Dann musst du mal im Bios schauen ob es so eingestellt ist dass der Maximale Turbo Boost auf alle Kerne angewandt wird.


----------



## anderon (9. November 2012)

*AW: PC konfig - Tipps/Verbesserungvorschläge MAUS *

hm wenn ja hab nix dagegen 
und 1.116V sind doch auch ok oder ? oder is das zv?


----------



## POWER_TO_THE_GROUND (9. November 2012)

*AW: PC konfig - Tipps/Verbesserungvorschläge MAUS *



anderon schrieb:


> hm wenn ja hab nix dagegen
> und 1.116V sind doch auch ok oder ? oder is das zv?


 Nein das geht in Ordnung, das hat mein 2600k unter last mit turbo auch sogar dast 1,2


----------



## Threshold (9. November 2012)

*AW: PC konfig - Tipps/Verbesserungvorschläge MAUS *



POWER_TO_THE_GROUND schrieb:


> Nein das geht in Ordnung, das hat mein 2600k unter last mit turbo auch sogar dast 1,2


 
Den musst du echt mal wegwerfen. 
Ich habe diese Wochen einen 3770k verkauft der die 4,2GHz mit 1,18 Volt gemacht hat und dabei gerade mal 55° unter Last hatte.


----------



## Softy (9. November 2012)

*AW: PC konfig - Tipps/Verbesserungvorschläge MAUS *

Ist OK, da wäre sicher noch Luft nach unten, die CPU sollte auch mit 1 Volt Spannung @stock laufen. 1,2 Volt brauche ich für 4,5GHz


----------



## anderon (9. November 2012)

*AW: PC konfig - Tipps/Verbesserungvorschläge MAUS *

dann bin ich ja beruhigt
wv sollte man soeinem prozi denn so maximal zumuten?


----------



## POWER_TO_THE_GROUND (9. November 2012)

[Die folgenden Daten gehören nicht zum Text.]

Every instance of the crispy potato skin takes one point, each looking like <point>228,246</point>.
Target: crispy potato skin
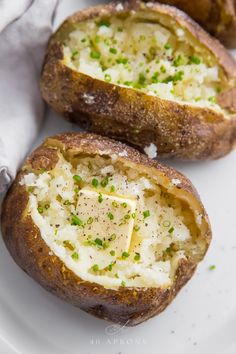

*AW: PC konfig - Tipps/Verbesserungvorschläge MAUS *



Threshold schrieb:


> Den musst du echt mal wegwerfen.
> Ich habe diese Wochen einen 3770k verkauft der die 4,2GHz mit 1,18 Volt gemacht hat und dabei gerade mal 55° unter Last hatte.


 das liegt an den einstellungen, glaub aber das der nur 1,1 hatte hab grad nachgeschaut


----------



## Threshold (9. November 2012)

*AW: PC konfig - Tipps/Verbesserungvorschläge MAUS *



POWER_TO_THE_GROUND schrieb:


> das liegt an den einstellungen, glaub aber das der nur 1,1 hatte hab grad nachgeschaut


 
Ich hätte sicher noch Luft nach unten aber die Einstellung habe ich in 3 Minuten gemacht.


----------



## POWER_TO_THE_GROUND (9. November 2012)

*AW: PC konfig - Tipps/Verbesserungvorschläge MAUS *



Threshold schrieb:


> Ich hätte sicher noch Luft nach unten aber die Einstellung habe ich in 3 Minuten gemacht.


 Ja garantiert, da geh ich aber erst ran wenn ich das teil hochjagen will


----------



## Softy (9. November 2012)

*AW: PC konfig - Tipps/Verbesserungvorschläge MAUS *



anderon schrieb:


> wv sollte man soeinem prozi denn so maximal zumuten?



Das hängt natürlich von der Kühlung ab. Die Temperaturen sollten unter 70°C bleiben. Mehr als 1,25 Volt würde ich als 24/7 Settings nicht einstellen.


----------



## anderon (9. November 2012)

*AW: PC konfig - Tipps/Verbesserungvorschläge MAUS *

aha
naja bis zum übertakten wart ich höchstwahrscheinlich noch etwas


----------



## Softy (9. November 2012)

*AW: PC konfig - Tipps/Verbesserungvorschläge MAUS *



anderon schrieb:


> naja bis zum übertakten wart ich höchstwahrscheinlich noch etwas



Das ist immer das erste was ich mache. Die Stimmen in meinem Kopf befehlen es mir


----------



## POWER_TO_THE_GROUND (9. November 2012)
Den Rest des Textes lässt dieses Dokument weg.